Le Dr Ethier a insisté sur le fait que le Québec possède les compétences techniques et les connaissances scientifiques pour créer des solutions numériques efficaces en santé. Par exemple, en collaboration avec le ministère de la Santé et des Services sociaux, le GRIIS a développé une plateforme qui permet aux gestionnaires de santé de s’assurer que les bons médecins se retrouvent à la bonne place durant la pandémie.

Le Dr Ethier a également décrit PARS3, une plateforme que le ministère de la Santé et des Services sociaux reconnait comme solution sécuritaire pour faciliter les échanges de données à partir des DMÉ. Grâce à PARS3, les médecins en clinique auront accès aux données de laboratoires et de prescriptions de leurs patients, pourvu que ceux-ci donnent leur consentement.

Dans un entretien à l’émission radio Par ici l’info, le Dr Ethier a remarqué que l’Alberta et la Nouvelle-Écosse ont déjà mis en place des solutions de transfert numérique des données. Ainsi, la santé publique de ces provinces reçoit les informations en temps réel.

Bien que les solutions, les compétences et les connaissances existent, il faut aussi un engagement à la fois politique et citoyen pour que la situation s’améliore. Lors de son passage à l’émission Salut Bonjour à TVA, le Dr Ethier a dit souhaiter que les instances développent une vision à long terme dans le domaine de la santé numérique.

Le Canada et le Québec sont aux prises avec divers systèmes informatiques qui ont du mal à communiquer les uns avec les autres. Chaque système utilise son propre langage pour répondre à des besoins précis. Une solution comme PARS3 permettra de faciliter les échanges de données entre ces systèmes.

En s’inspirant du modèle européen, le Dr Ethier a soutenu que nous pouvons envisager un système de santé où les données sont accessibles de manière confidentielle et sécuritaire.

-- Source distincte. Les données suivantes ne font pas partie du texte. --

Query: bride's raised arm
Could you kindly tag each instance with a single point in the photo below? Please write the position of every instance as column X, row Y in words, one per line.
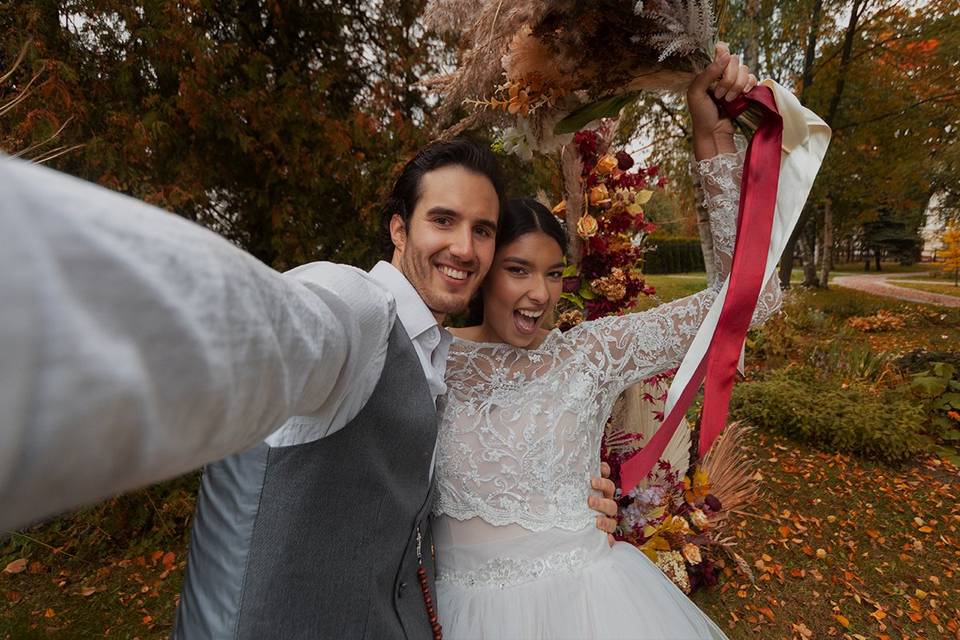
column 635, row 346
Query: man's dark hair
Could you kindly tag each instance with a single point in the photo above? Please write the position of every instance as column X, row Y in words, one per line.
column 406, row 192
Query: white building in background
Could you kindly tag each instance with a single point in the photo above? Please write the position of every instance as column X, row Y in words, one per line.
column 933, row 226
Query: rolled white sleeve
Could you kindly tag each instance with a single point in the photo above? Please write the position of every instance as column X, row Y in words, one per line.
column 135, row 345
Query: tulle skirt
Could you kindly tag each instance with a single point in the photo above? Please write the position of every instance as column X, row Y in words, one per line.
column 559, row 584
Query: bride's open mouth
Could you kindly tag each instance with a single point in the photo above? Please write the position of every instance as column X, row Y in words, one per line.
column 526, row 320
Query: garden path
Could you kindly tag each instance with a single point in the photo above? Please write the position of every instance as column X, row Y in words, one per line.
column 878, row 284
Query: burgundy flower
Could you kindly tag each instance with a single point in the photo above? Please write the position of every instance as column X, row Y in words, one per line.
column 571, row 284
column 713, row 502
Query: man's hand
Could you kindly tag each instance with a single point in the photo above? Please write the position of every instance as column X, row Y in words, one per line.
column 605, row 506
column 727, row 79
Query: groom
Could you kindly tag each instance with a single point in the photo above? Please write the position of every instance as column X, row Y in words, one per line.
column 138, row 346
column 321, row 530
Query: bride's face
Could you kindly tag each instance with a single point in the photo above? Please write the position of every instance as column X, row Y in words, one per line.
column 522, row 288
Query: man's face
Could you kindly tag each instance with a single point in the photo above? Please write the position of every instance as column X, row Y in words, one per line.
column 448, row 248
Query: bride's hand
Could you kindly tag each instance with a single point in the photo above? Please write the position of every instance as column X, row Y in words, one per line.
column 605, row 506
column 726, row 79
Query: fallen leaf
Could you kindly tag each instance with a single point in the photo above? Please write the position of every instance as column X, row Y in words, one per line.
column 16, row 566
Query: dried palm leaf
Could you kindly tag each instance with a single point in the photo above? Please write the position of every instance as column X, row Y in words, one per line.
column 731, row 472
column 595, row 50
column 449, row 16
column 633, row 422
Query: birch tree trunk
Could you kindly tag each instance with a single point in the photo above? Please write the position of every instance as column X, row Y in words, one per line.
column 826, row 255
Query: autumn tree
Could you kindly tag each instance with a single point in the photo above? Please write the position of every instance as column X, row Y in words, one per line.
column 277, row 124
column 951, row 252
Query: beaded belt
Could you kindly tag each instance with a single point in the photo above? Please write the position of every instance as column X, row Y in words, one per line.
column 505, row 572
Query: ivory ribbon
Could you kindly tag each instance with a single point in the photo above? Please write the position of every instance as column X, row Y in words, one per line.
column 772, row 196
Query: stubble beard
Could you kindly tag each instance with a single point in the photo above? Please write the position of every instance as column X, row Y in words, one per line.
column 419, row 271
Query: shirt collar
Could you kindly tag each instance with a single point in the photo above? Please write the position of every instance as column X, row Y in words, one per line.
column 411, row 310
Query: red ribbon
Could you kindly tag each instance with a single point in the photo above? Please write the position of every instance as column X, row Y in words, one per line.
column 758, row 201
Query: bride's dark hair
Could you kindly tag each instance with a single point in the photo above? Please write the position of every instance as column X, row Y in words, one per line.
column 520, row 217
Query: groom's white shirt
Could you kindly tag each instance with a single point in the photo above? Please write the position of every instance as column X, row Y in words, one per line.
column 136, row 346
column 430, row 341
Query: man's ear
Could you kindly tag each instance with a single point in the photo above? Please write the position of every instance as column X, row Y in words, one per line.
column 398, row 232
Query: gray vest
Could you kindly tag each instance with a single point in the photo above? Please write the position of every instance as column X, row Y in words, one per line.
column 319, row 540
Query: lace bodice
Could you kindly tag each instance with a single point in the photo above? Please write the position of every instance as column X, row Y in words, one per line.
column 520, row 428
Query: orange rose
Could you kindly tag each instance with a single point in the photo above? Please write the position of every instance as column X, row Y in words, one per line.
column 599, row 194
column 606, row 164
column 587, row 226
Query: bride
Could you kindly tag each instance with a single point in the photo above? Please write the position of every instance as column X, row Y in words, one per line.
column 518, row 555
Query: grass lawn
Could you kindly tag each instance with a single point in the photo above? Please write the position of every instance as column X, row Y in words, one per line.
column 842, row 547
column 839, row 547
column 931, row 287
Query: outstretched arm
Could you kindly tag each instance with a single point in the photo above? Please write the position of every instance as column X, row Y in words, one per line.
column 137, row 345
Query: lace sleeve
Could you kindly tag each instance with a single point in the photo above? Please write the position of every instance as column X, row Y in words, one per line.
column 635, row 346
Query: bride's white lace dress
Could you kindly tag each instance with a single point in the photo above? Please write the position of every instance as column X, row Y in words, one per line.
column 518, row 555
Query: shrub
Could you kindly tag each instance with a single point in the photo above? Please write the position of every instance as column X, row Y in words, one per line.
column 673, row 255
column 843, row 417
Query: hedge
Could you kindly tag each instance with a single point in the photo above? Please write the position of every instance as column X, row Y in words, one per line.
column 673, row 255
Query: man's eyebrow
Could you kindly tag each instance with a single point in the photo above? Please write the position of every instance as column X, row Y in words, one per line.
column 442, row 211
column 445, row 211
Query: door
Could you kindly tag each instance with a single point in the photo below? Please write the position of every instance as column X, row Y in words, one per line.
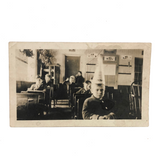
column 138, row 70
column 72, row 65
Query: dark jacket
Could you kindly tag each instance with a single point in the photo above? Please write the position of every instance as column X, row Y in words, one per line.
column 79, row 81
column 95, row 107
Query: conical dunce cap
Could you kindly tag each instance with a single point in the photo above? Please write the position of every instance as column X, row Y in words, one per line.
column 99, row 73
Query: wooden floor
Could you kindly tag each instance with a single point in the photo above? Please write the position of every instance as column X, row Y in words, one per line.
column 61, row 110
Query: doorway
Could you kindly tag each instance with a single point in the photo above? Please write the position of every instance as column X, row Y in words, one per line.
column 138, row 70
column 72, row 65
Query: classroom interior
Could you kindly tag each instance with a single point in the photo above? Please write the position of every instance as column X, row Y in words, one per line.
column 123, row 72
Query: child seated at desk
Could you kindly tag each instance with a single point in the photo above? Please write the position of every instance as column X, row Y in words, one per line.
column 86, row 89
column 38, row 85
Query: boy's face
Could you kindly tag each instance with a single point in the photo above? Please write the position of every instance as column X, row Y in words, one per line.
column 79, row 74
column 47, row 79
column 98, row 90
column 88, row 87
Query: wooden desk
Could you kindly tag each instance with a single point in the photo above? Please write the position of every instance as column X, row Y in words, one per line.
column 24, row 98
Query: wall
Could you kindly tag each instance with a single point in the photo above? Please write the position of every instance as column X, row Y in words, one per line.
column 26, row 67
column 124, row 79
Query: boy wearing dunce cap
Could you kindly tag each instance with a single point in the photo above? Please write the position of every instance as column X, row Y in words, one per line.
column 95, row 106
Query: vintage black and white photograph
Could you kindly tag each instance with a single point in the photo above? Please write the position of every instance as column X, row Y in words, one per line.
column 58, row 84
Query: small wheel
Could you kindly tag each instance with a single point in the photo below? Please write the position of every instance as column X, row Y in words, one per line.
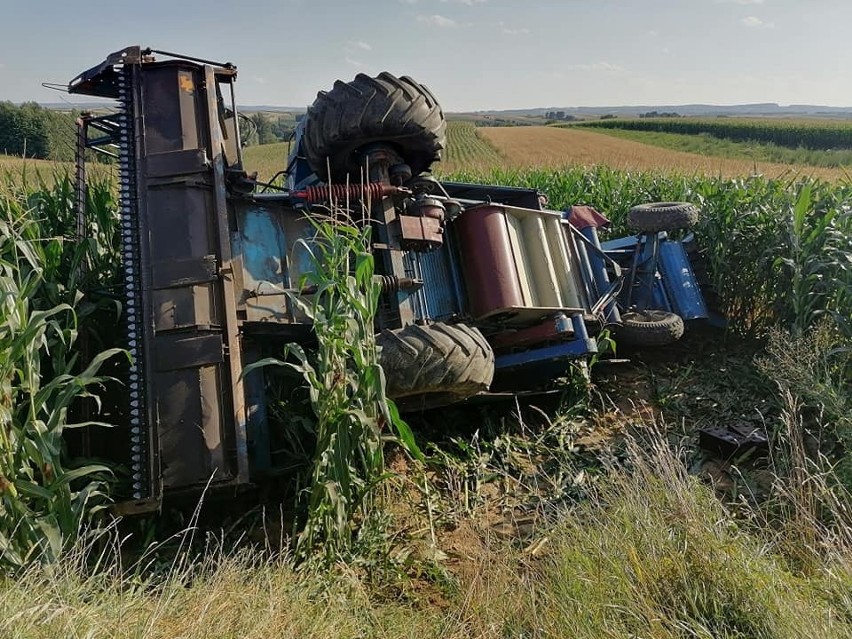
column 662, row 216
column 649, row 328
column 435, row 365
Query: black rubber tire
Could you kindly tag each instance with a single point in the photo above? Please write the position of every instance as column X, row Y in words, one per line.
column 649, row 328
column 398, row 111
column 435, row 365
column 662, row 216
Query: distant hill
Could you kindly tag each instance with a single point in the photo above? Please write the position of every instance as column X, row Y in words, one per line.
column 759, row 109
column 766, row 109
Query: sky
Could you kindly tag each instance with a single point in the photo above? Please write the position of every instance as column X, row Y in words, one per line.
column 472, row 54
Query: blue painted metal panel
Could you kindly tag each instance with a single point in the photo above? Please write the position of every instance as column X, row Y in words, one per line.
column 567, row 350
column 440, row 285
column 680, row 282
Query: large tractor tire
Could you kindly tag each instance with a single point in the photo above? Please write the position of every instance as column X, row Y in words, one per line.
column 649, row 328
column 435, row 365
column 396, row 111
column 662, row 216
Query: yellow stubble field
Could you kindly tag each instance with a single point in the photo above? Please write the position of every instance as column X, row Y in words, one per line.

Le développement d’un système de santé plus efficient et équitable nécessite une volonté politique. Cette volonté de faire bouger les choses rapidement semble présente actuellement. Il ne suffira pas d’injecter des investissements conséquents, a dit le Dr Ethier. Cela ne représente que la moitié de la solution. Il faudra aussi que tout le monde veuille de la nouvelle solution.

Révisions

7 juillet 2020 – Le vidéo de Salut Bonjour sur le site web de TVA a été archivé et n’est plus disponible. Il s’agissait de l’émission du vendredi 5 juin 2020.